As explained in an Insta360 blog post, production companies can use a car-mounted 360-degree camera — in this case, an Insta360 Pro 2 that shoots in up to 8K resolution — to fully capture a car commercial before the target vehicle is even ready to be driven.
It’s hard to tell when this technique is being deployed because when it’s done correctly, the viewer likely won’t be able to tell if the car is there or not.
In this particular example, production company Harvest uses the Insta360 Pro 2 attached to the top of their “dummy” vehicle, and, because the camera can provide an unobstructed view of the surrounding area, the production team is able to track all the necessary shots and replace the dummy stand-in car with a 3D render of the desired vehicle. They are able to sync the 360-degree plates with 3D-generated graphics to create a finished render that looks like the real thing.
“To integrate a 3D model in a filmed environment, one needs to match the filmed environment as closely as possible. As we move through the environment while filming, the 3D environment needs to behave convincingly,” Florian Arlart, the founder and managing director of Harvest, says.
Arlart says that recreating a perfect match of a filmed environment would typically be extremely time-consuming.
“Even scanning the environment, creating a 3D version of the environment on the fly, is only partially possible at the moment — it’s just an overwhelming amount of data, and endless hours of editing,” he says.
“Luckily, one can capture a 360 image, or a 360 video in our case, of the filmed environment. This immersive image/video can then be projected onto a 3D sphere.”
In the center of that sphere is the 3D model, which in this case is a stand-in car.

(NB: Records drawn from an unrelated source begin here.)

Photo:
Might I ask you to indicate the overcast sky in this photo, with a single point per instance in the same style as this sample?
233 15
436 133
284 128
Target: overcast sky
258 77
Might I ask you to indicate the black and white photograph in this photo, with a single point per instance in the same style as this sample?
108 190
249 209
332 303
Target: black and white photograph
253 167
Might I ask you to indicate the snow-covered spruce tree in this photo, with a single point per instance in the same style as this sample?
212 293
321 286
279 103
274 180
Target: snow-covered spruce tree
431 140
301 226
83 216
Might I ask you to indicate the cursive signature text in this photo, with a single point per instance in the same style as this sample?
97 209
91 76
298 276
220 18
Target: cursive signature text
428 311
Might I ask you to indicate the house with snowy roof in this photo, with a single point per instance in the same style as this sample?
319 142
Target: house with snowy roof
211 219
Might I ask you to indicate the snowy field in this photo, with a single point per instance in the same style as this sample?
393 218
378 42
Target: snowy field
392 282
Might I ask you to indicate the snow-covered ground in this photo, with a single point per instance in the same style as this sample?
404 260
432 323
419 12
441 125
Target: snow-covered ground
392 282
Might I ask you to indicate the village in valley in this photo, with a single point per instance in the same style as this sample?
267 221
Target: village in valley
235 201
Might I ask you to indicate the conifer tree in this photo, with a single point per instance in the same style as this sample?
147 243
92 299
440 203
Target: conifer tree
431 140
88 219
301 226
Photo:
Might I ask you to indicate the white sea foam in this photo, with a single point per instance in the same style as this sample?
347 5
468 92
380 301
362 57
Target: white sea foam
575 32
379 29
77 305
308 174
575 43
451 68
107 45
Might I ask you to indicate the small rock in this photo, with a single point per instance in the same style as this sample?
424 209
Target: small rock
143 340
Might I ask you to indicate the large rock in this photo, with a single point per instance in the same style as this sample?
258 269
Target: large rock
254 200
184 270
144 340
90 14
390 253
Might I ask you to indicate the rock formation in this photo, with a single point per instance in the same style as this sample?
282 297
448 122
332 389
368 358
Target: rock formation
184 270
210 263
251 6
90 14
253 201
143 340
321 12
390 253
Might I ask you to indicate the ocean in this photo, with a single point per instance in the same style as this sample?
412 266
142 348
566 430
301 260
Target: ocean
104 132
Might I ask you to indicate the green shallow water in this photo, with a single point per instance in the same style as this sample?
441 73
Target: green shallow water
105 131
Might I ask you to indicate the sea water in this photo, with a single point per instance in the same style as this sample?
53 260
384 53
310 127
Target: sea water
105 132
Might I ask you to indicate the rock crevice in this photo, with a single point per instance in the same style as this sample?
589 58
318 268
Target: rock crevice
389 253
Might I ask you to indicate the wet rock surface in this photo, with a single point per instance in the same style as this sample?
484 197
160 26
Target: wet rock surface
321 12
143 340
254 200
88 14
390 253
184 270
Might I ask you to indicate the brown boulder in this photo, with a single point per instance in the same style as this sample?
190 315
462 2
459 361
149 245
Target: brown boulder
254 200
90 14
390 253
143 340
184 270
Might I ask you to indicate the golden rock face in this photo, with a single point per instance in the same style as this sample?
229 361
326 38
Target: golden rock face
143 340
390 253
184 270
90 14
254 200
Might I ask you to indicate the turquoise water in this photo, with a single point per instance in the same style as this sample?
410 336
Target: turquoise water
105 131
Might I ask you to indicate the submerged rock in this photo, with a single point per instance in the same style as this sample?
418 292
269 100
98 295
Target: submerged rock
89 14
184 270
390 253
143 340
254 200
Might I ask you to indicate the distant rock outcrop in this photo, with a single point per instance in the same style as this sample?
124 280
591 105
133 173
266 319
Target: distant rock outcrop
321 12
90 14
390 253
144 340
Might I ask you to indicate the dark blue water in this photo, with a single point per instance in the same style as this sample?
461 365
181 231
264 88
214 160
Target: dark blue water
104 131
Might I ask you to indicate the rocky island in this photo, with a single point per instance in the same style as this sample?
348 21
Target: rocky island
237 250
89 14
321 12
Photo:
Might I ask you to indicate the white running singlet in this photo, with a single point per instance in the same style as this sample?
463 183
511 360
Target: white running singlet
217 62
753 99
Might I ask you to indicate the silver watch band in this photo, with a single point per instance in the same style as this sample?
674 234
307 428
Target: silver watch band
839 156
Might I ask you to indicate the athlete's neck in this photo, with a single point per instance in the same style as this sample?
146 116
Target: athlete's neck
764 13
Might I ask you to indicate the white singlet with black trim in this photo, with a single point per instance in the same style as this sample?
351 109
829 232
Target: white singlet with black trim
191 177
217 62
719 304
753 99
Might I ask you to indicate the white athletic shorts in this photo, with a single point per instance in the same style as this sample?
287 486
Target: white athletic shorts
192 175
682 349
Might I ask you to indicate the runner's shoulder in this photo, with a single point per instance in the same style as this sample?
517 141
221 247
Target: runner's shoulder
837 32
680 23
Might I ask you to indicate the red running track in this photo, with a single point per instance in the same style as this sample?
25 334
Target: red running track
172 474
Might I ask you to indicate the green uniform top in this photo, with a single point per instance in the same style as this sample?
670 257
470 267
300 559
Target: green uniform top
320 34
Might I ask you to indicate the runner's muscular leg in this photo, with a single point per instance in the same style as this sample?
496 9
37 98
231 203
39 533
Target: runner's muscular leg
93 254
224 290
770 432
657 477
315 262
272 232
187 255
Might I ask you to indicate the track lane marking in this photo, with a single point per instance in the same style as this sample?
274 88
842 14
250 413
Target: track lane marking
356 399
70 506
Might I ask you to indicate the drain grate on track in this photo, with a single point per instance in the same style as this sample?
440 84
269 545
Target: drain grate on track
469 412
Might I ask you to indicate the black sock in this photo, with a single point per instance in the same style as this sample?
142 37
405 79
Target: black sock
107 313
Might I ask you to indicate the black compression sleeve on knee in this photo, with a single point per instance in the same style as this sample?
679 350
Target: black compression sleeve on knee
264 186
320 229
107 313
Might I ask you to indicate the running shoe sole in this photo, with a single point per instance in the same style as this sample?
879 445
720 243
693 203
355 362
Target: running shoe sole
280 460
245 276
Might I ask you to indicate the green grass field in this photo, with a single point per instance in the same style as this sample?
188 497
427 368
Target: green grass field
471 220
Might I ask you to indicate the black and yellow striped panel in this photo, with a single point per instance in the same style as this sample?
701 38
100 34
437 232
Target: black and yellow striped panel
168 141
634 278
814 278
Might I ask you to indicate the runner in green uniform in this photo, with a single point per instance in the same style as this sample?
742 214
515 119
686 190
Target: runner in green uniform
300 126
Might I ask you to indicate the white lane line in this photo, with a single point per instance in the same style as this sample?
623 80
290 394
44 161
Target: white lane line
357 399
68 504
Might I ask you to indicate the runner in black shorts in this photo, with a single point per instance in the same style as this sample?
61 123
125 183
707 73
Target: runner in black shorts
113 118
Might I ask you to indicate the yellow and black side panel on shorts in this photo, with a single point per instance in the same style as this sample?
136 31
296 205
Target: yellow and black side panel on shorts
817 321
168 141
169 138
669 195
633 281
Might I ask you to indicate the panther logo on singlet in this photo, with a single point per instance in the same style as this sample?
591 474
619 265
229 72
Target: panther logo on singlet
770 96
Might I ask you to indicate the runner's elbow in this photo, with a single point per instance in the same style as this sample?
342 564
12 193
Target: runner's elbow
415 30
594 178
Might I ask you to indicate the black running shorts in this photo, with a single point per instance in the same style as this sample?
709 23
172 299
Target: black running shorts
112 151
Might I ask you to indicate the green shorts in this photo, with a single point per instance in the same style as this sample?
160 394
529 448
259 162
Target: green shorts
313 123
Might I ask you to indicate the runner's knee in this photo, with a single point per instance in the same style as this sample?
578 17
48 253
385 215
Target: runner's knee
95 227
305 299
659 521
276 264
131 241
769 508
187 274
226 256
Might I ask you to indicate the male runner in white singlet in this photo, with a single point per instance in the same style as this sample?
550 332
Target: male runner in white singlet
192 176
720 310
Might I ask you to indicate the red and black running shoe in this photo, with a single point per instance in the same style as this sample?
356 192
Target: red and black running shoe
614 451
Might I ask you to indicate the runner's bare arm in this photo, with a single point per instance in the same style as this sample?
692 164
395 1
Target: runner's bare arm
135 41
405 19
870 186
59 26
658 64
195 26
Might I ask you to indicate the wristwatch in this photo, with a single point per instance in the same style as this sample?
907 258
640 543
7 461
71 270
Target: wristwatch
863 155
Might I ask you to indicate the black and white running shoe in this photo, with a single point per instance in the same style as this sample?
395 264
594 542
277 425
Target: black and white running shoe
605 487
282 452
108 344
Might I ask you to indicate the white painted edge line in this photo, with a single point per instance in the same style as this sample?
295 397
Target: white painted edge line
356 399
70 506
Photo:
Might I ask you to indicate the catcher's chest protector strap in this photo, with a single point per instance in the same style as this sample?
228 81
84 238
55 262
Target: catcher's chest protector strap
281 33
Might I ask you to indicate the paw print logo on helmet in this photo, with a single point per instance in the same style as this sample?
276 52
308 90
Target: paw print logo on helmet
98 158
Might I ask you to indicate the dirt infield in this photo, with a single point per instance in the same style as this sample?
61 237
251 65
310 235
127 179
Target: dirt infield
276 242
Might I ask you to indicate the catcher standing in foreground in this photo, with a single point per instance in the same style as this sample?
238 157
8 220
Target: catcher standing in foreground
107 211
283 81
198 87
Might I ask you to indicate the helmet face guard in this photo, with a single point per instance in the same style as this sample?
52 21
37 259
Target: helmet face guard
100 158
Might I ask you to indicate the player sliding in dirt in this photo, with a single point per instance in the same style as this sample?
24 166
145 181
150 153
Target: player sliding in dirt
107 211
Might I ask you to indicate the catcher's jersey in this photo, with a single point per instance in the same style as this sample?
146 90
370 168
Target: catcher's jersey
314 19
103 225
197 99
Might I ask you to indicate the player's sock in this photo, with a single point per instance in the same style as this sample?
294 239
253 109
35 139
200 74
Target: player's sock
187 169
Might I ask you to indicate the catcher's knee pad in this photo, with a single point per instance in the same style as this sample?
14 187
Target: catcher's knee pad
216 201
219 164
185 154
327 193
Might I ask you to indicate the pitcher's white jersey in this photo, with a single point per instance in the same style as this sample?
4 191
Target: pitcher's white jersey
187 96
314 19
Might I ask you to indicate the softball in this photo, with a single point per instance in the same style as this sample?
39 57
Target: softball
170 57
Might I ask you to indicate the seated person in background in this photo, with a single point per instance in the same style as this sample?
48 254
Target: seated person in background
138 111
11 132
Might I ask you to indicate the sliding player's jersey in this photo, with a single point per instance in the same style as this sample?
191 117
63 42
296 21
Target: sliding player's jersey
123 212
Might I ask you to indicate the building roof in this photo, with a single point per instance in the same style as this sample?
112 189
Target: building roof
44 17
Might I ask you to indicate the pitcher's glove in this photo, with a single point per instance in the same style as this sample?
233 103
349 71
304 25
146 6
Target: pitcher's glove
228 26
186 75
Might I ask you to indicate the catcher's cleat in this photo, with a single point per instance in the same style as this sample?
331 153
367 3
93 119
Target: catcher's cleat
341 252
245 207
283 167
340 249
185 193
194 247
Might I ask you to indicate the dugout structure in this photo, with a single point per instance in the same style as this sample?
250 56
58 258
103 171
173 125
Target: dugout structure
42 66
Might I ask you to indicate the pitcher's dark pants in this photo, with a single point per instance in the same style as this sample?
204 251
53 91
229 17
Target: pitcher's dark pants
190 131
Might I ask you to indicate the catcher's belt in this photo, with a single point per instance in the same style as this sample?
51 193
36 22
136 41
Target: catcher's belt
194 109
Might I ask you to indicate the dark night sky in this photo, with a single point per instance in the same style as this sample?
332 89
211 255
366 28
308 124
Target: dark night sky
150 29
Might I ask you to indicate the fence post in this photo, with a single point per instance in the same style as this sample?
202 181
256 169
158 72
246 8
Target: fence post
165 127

“This solution is very lightweight, integrates the model nicely and the lighting and reflections of the environment on the 3D model are realistic. If the car passes a bright red house in the film, for example, this house will be reflected in the model, most notably in the paint and windows,” Arlart adds.
The dummy vehicle seats two Harvest employees: a driver and an operator for the virtual reality (VR) system. The dummy vehicle gets filmed in the shot while the 360 degree camera takes care of the surroundings.
“In post, we tracked all the necessary shots, replaced the stand-in vehicle with the desired 3D car and synced the 360 plate with the filmed backplate. Once we’ve fine-tuned all of the 3D elements, we render! That’s it. Enjoy the outcome and convince yourself of the brilliance,” Arlart says.
“Without a VR camera, there isn’t much you can do. Rebuilding a dummy-version of the environment in 3D, creating custom lighting as best as you can, using a static HDR if possible. It could still look decent, but it would be a lot of work for little payoff.”
Arlart says that prior to this project, called “Road to Diversity,” his team tried similar approaches with multiple GoPros or other VR cameras, but they ran into issues with needing to do extensive fixing in post and the resolution wasn’t ideal.
While clearly designed as a testimonial for Insta360’s 8K Pro 2 camera, the idea and execution are still impressive and give a behind-the-scenes look at how the commercial car industry works. The finished video is so realistic that it might just make it difficult to believe any car commercial is actually real.